Brand Repair Node
The Brand Repair node is designed to look through an Input Product Array for raw Brand names and match them against a cleaned Brand Dictionary. If a match is found then the raw Brand name will be replaced by the clean Brand name found in the Brand Dictionary.
The Brand Repair node may sit directly downstream from a Brand Discover node. The Brand Discover node is designed to take a long list of Brand names and intelligently group them into a clean Brand Dictionary.
Market Model Brands comprise of an upper-case English Part, a Chinese Part, and a Numeric Part. Each part, if it exists, is separated by a slash when output. For example, “BRANDNAME/品牌/1969”. If the Brand has no Chinese Part and no Numeric Part then just the English Part is used without any slashes. For example, “BRANDNAME”. Similarly if the Brand has no English Part or no Numeric Part. All spaces and punctuation is removed and all lower-case characters are converted into upper-case.
The ‘If Brand’ column in the Input Brand Dictionary is first sorted before it is matched against raw Brand names. The ‘If Brand’ is sorted by longest-to-shorted string length and then in descending Z-A lexicographical order. This Z-A lexicographical sorting will also sort Chinese before the English. More obscure characters (such as ‘z’ and Chinese characters with many-strokes) are typically more unique and hence contain more information than common characters (such as ‘a’ and ‘一’). Hence this descending Z-A lexicographical order should lead to better Brand matches.
The Brand Repair node is designed to look through an Input Product Array for raw Brand names and match them against a cleaned Brand Dictionary. If a match is found then the raw Brand name will be replaced by the clean Brand name found in the Brand Dictionary. Both Chinese and English is currently supported.
Input Product Array
The set of Products that may be included in the Market, including their raw Brand names.

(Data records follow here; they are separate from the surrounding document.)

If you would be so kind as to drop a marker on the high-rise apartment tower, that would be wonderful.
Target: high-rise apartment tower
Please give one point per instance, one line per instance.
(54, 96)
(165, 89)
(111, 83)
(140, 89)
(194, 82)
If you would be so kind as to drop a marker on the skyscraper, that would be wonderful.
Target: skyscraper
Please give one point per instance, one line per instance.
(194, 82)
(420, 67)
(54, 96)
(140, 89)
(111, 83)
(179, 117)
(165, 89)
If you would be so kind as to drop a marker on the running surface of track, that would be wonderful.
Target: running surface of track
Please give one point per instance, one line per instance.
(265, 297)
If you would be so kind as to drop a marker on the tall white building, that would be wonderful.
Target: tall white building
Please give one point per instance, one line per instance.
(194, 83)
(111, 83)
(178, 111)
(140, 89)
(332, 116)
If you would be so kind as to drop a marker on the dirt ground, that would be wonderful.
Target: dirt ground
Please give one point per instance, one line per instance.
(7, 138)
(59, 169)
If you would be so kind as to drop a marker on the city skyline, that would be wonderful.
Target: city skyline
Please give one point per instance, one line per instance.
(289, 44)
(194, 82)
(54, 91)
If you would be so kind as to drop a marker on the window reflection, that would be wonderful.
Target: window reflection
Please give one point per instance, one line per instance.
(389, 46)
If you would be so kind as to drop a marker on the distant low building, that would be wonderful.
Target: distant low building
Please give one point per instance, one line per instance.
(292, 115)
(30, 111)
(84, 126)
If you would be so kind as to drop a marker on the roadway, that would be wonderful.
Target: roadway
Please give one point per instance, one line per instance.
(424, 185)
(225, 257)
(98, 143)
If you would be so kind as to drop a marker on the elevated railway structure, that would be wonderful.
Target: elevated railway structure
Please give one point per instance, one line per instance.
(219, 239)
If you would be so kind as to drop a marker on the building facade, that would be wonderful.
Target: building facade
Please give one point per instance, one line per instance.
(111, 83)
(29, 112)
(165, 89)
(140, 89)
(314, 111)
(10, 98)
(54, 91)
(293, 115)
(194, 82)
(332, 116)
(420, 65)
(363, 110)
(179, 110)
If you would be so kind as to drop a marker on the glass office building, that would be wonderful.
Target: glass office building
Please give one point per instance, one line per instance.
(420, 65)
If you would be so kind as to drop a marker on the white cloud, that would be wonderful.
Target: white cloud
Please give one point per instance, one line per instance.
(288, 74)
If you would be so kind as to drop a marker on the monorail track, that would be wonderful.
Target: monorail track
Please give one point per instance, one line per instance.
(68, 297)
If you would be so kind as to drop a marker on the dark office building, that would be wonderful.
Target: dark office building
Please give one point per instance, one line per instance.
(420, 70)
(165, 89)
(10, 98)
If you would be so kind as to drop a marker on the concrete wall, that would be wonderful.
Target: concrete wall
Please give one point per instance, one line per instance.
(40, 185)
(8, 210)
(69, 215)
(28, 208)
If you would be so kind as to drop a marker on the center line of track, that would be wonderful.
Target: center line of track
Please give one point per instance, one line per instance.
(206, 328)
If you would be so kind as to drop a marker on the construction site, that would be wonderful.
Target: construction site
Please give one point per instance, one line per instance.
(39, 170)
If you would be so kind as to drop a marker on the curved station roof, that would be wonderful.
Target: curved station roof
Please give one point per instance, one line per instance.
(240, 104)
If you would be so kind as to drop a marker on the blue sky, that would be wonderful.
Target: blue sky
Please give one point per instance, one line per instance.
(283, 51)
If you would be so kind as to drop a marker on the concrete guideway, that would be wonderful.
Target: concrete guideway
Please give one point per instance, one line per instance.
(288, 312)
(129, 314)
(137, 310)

The input dictionary containing each raw Brand name to match and the corresponding replacement clean Brand name. The Input Brand Dictionary may have been generated by the Brand Discover node.
The user specifies which column from the Input Product Array contains the raw Brand names that need to be cleaned by the Brand Dictionary.
After searching the Brand Column, the Brand Repair node can also search a Description column and an Attribute column from the Input Product Array.